Inspired by the ever-changing graffiti-covered landscape surrounding his Los Angeles studio, Sterling Ruby’s spray-painted abstractions channel the raw energy of street art into ethereal, transcendent visions. Shrouded in hazy sfumato vapors, his compositions blend and combine endless layers of luminous color. Ruby’s spray-paint works, which the artist initiated in 2007 and pursued intensively in the following years, represent some of the most significant achievements of his diverse practice, which spans installation, collage, video, and sculpture.
Positioned uniquely within the confines of contemporary painting, Ruby’s art bridges Abstract Expressionism, Pop, the spray-can techniques of Christopher Wool, and the grandiose graffiti of Rudolf Stingel, causing Jeffrey Deitch to describe his work as “the sublime refinement of Mark Rothko … crossed with the anarchic gestures of spray-can graffiti,” in 2012. A hallucinogenic tribute to urban subculture, Ruby’s paintings confront inner-city conflict through a fusion of anarchism and ambient abstraction.
Ruby’s fascination with street culture stems from his observations of the tense relationship between graffiti artists and the authorities who sought to erase their work from the urban landscape. “My studio [in Los Angeles] was in Hazard Park, where the Avenues and MS13 gangs were fighting over drugs and territory,” he explained. “Their disputes were visually apparent through massive amounts of tagging.

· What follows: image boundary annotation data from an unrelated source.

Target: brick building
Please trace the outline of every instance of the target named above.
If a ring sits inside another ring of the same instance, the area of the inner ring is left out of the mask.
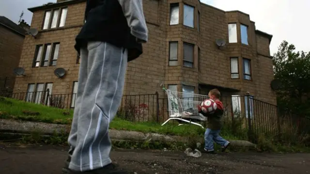
[[[18,66],[25,29],[28,27],[24,21],[19,26],[0,16],[0,90],[12,90],[14,87],[13,70]]]
[[[160,84],[179,91],[207,94],[217,88],[225,95],[249,92],[275,104],[269,44],[272,36],[256,30],[249,16],[225,12],[199,0],[144,0],[149,41],[143,53],[128,63],[124,95],[165,97]],[[85,21],[85,0],[59,0],[31,8],[36,38],[26,36],[15,91],[50,89],[52,94],[76,91],[78,57],[75,38]],[[218,47],[216,40],[226,44]],[[58,78],[56,68],[66,70]]]

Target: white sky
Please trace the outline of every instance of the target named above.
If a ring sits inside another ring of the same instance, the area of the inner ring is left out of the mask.
[[[310,0],[201,0],[225,11],[239,10],[250,15],[256,29],[273,35],[270,53],[278,50],[283,40],[296,50],[310,51]],[[23,19],[31,22],[32,13],[27,8],[56,0],[0,0],[0,16],[17,23],[21,12]],[[18,4],[18,5],[17,5]]]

The city responded by sending out anti-graffiti teams at night, using power paint sprayers to cover the day’s graffiti in muted beige or gray washes. The city did this under the cover of darkness, while the gangs seemed to prefer the vulnerability of the day. One wall, in particular, became the focal point of these territorial disputes. By early morning, four to five rival tags would already be layered, still decipherable. By nightfall, the markings blurred into abstraction. All territorial clashes, aggressive cryptograms, and death threats were nullified into a mass of spray-painted gestures—an immense, outdoor, nonrepresentational mural. The city teams would then paint over it again, and the cycle would restart the next day. I started painting again when I saw this.”

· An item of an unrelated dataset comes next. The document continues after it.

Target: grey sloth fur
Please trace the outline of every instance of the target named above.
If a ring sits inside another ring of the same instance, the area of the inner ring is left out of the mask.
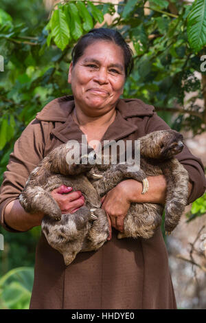
[[[183,149],[183,136],[167,130],[154,131],[139,140],[141,167],[138,171],[128,171],[126,163],[84,164],[82,156],[80,164],[71,164],[68,157],[71,147],[63,144],[51,151],[31,172],[19,201],[26,212],[45,214],[42,231],[49,244],[62,254],[66,265],[78,252],[98,250],[106,241],[109,226],[100,199],[124,179],[142,182],[145,193],[146,177],[163,175],[167,181],[165,230],[170,232],[177,225],[188,196],[187,172],[174,157]],[[62,214],[50,192],[62,184],[80,190],[85,206],[73,214]],[[161,204],[132,203],[124,219],[124,231],[119,232],[117,238],[151,238],[161,225],[163,211]]]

As a result, Ruby’s paintings capture the raw temporality of urban surfaces, where marks are constantly being made, erased, and redefined. His compositions merge frenetic energy with kaleidoscopic visual effects, transforming dysfunction into a catalyst for beauty. Layer upon layer, his canvases mirror the endless cycle of creation and obliteration he observed in the streets—where individual expression is both celebrated and suppressed, and the remnants of one mark serve as the foundation for another. This visual palimpsest creates a landscape of movement as if his works are still evolving, caught between chaos and control. “I have always thought of art as similar to poetry,” Ruby told Flash Art in 2010, “[in] that it can’t be proven and yet if done right, has a sense of unmistakable aura.” This philosophy is deeply embedded in his work.

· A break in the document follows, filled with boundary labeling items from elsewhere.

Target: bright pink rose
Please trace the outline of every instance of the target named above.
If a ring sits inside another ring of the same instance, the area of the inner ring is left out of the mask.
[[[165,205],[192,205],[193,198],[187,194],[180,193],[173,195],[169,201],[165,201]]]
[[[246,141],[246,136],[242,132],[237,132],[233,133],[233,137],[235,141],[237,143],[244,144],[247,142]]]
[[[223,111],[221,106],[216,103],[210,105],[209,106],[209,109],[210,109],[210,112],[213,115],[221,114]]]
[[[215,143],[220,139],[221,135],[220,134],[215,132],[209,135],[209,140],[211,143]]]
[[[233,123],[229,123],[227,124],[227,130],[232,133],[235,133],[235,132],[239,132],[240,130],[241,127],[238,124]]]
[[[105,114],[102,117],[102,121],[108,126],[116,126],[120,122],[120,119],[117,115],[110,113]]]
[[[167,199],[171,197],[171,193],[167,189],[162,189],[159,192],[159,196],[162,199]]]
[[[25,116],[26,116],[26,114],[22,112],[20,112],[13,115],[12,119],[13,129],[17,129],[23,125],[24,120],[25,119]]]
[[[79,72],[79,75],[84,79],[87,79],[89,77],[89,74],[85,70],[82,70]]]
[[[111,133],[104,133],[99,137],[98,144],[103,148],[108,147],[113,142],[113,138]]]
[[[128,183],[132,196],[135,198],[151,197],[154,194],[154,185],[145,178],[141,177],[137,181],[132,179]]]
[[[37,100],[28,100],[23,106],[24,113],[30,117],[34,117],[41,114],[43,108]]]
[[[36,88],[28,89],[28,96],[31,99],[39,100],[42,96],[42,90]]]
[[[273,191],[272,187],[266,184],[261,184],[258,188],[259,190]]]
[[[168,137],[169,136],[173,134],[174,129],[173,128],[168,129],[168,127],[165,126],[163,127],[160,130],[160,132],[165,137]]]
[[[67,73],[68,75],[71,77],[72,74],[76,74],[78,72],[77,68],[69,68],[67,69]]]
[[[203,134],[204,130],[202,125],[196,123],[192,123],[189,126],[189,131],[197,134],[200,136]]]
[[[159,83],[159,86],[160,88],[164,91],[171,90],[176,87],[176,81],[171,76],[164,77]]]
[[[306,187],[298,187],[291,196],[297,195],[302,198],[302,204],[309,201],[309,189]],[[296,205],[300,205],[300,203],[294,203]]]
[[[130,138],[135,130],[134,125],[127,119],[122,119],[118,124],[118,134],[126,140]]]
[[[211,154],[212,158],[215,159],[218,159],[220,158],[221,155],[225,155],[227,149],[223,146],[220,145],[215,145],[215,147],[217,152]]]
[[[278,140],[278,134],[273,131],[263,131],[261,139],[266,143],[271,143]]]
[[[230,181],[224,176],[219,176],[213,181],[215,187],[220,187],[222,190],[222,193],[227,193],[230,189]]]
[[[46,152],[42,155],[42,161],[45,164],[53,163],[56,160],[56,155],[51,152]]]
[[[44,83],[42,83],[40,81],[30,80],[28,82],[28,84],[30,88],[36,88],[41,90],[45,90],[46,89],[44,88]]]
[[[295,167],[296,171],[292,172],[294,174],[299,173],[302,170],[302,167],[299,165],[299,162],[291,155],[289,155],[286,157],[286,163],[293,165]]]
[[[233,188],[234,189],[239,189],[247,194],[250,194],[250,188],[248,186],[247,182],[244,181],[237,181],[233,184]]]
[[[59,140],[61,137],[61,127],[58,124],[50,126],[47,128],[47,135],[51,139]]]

While his art defies classification, his acidic compositions draw parallels to Abstract Expressionist masterworks. Ruby’s hazy, atmospheric abstractions evoke the iconic color field paintings of Mark Rothko from the 1950s and ’60s, both featuring incandescent canvases with commanding wall presence. Whereas Rothko sought to elevate viewers into the sublime, Ruby’s abstraction roots us in contemporary reality. His work is visceral and physical, engaging with Minimalism’s rhetoric of authority and control through deconstructive gestures. While Rothko aimed to inspire spiritual awakening, Ruby examines urban violence, societal repression, and personal liberation within his fervent masses of color.